# Uk Fuel allowance 2014



## partnership (20 Nov 2013)

After reading about someone in Ireland being able to apply for the winter fuel allowance last year if they were getting a uk pension I applied for my mother in law and she received it for last winter.  She has now received a letter saying that the decision was made in error and she is not entitled to the allowance because she does not have a genuine and sufficient link to the UK social security system.  She lived in the UK for a number of years and worked there as did her husband, all her children were born there.  She is getting a small pension from the UK

They came back to Ireland prob in the 70's (need to check).

The letter says she can appeal.  Is it worth appealing?  What constitutes a genuine and sufficient link?


----------



## Black Sheep (22 Nov 2013)

In that case it looks like there may be a lot of pensioners in Ireland getting letters


----------



## Time (22 Nov 2013)

Yep. I sent off for a relative living here, heard nothing back yet.


----------



## partnership (22 Nov 2013)

Just wondering if it is worth appealing - has anyone else been given in error?


----------



## Black Sheep (23 Nov 2013)

I advised many friends and relatives of the UK fuel allowance and all of those who applied got it. 
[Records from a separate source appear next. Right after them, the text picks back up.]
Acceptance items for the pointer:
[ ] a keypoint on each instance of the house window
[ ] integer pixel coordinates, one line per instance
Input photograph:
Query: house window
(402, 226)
I will check around and see if any of them got a similar letter as yours. Hope not!!


----------



## Black Sheep (23 Nov 2013)

Time:- Don't expect a reply. It will be paid directly into a bank account if it is awarded


----------



## Time (23 Nov 2013)

Fair enough. I shall get them to keep an eye out for it. Thanks.


----------



## Gervan (23 Nov 2013)

I applied for the first time last year, and this year's allowance went into our account very recently. We left UK in 1981, but do have siblings there still - must be a sufficient link.


----------



## Time (23 Nov 2013)

They don't ask on the forms if you have folks in the UK. It all seems rather haphazard.


----------



## Time (29 Nov 2013)

Does anyone know how much you are supposed to get?
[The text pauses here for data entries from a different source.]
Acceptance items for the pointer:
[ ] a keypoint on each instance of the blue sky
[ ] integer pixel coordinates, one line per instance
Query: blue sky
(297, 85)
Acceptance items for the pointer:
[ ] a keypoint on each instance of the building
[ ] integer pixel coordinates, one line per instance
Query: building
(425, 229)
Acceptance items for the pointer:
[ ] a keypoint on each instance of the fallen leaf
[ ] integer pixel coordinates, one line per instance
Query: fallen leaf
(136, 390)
I just noticed a payment of 12 euro appear in the bank. Seems rather small.


----------



## Gervan (29 Nov 2013)

It would be £200, about €239.
That €12 could be your £10 Christmas bonus.


----------



## Time (29 Nov 2013)

Do they still do that in the UK?


----------



## Gervan (29 Nov 2013)

> Do they still do that in the UK?



Yes, Time, we have received €11.95 today, to spoil ourselves over Xmas.


----------



## Time (29 Nov 2013)

Very good. 

I shall keep hoping they pay the fuel allowance soon.


----------



## Black Sheep (30 Nov 2013)

And there may be the Past winters payment also for those who were ages 60 between 1998 & 2000


----------



## Time (30 Nov 2013)

That does not apply in this case.

It is very odd that no letter has issued from Newcastle, but then again we only got a pension statement dated November 12, on the 27th. UK post is very slow indeed.


----------



## Black Sheep (30 Nov 2013)

This has nothing to do with the speed of the post. You will notice that many department letters are dated and appear to lie on desks or trays until they are posted in bulk.


----------



## partnership (3 Dec 2013)

Still no nearer to knowing whether to appeal or not.  I suppose I'd better ring them anyway


----------